Public Official Award
San Francisco Ethics Commission Vice Chair Peter Keane wins the Public Official Award. In 2016, Keane was the motivating force for new open government laws and new openness at the Commission. He led a public effort to protect the agency’s budget from cuts, that would have reduced its work and instead he helped the Commission achieve a significant increase that will result in new investigators, new transparency efforts, and stronger accountability.

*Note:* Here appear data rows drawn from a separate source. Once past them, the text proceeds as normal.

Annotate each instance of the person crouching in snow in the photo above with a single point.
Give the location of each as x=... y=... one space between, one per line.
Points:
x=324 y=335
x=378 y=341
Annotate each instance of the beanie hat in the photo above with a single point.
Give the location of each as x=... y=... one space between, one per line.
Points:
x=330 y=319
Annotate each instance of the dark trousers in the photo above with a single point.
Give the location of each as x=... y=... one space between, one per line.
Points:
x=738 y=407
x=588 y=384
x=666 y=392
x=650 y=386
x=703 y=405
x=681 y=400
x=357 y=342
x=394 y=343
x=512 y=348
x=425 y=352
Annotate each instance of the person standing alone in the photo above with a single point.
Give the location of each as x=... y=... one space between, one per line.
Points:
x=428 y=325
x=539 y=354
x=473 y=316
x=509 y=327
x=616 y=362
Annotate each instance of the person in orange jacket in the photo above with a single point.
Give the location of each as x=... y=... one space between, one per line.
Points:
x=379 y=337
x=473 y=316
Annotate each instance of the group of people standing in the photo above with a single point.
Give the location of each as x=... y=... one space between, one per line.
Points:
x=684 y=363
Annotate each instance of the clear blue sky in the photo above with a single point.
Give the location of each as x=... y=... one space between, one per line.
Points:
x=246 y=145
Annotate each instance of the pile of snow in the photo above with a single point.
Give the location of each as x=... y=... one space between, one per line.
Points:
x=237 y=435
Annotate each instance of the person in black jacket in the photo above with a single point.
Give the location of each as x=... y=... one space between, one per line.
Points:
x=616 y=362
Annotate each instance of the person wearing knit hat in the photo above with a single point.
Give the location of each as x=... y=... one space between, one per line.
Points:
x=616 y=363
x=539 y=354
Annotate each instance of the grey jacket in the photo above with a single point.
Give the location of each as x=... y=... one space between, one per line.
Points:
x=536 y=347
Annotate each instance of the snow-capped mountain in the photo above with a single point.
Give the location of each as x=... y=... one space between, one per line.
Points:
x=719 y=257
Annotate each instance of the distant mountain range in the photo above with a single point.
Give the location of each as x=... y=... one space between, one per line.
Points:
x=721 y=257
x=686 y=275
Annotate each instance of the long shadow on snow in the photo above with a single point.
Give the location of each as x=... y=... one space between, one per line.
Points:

Beverly Kees Educator Award
Jean Retzinger wins this year’s Beverly Kees Educator Award. Retzinger is a lecturer and the assistant director of the Media Studies Department at UC Berkeley, where she has taught for the past 22 years. Retzinger helped shape the department into a crucible for critical thinking and media literacy, and has empowered a generation of students who have gone on to careers in journalism, law, communications, government and more.
Student Award
Jack Simpson, Abby James, Kallie Hukari, and Daniel Law win Student Awards. The four students from the Tamalpias High School Academy of Integrated Humanities and New Media investigated funding inequities between two schools in the Sausalito-Marin school district. Martin Luther King elementary school in Marin City, which educates mostly students of color, received less funding than the only other elementary school, a charter school that is mostly white. News organizations had published brief stories on the disparity but the students delved much deeper. They put together a solid, well-edited and well-filmed story of the unequal treatment between the schools that has gone largely ignored in the district, and navigating a sensitive topic with sensitivity and fearlessness.
Legal Counsel
Apple General Counsel Bruce Sewell wins the Legal Counsel award for his principled and proactive fight against the FBI’s efforts in 2016 to weaken encryption. The mathematics underpinning encryption means it can only work if it is secure without exception. If successful, the FBI’s short-sighted efforts would have put countless journalists, sources and readers at risk around the world, and made it even easier for state and non-state actors to hack news organizations. Led by Sewell, Apple took a public stand for all of its users, including journalists and others who might commit acts of journalism.